Expectations ran high for FONT’s final performance, by the great Bill Dixon, who plays New York very rarely; he was slated to appear during last year’s FONT but was thwarted by the East Coast blackout. In the intimate Gillespie auditorium, Dixon teamed with Tony Widoff on digital keyboards, Dominic Duval on bass and Warren Smith on drums and vibes for two sets of impressionistic, highly evolved and utterly spontaneous music. Making use of two microphones treated with varying levels of reverb and delay, Dixon wrung extraordinary sounds from his horn, from unearthly low-pitched rumbles (shades of Joe Daley) to upper-register wails. Band members couldn’t hide their amazement, particularly at one point when Dixon seemed to be summoning the hounds of hell. But even at its busiest, this music’s prevailing mood was contemplative. Smith, a skilled texturalist, often stood between his kit and his vibes, exploring all available timbres.

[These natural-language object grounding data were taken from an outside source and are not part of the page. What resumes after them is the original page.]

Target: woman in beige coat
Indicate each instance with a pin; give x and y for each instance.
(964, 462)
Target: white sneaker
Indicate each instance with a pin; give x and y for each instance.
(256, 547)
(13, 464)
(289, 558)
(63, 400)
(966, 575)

When Dixon spoke, in his oddly formal way, his words were every bit as unpredictable as his music. Thinking back on a bygone New York, he recalled, “Baseball hats were worn only by people who played that game.” Of the ups and downs of a career spanning nearly 60 years, he said, “Every dog has his day. I’ve been a good dog. I’m going to have two days.”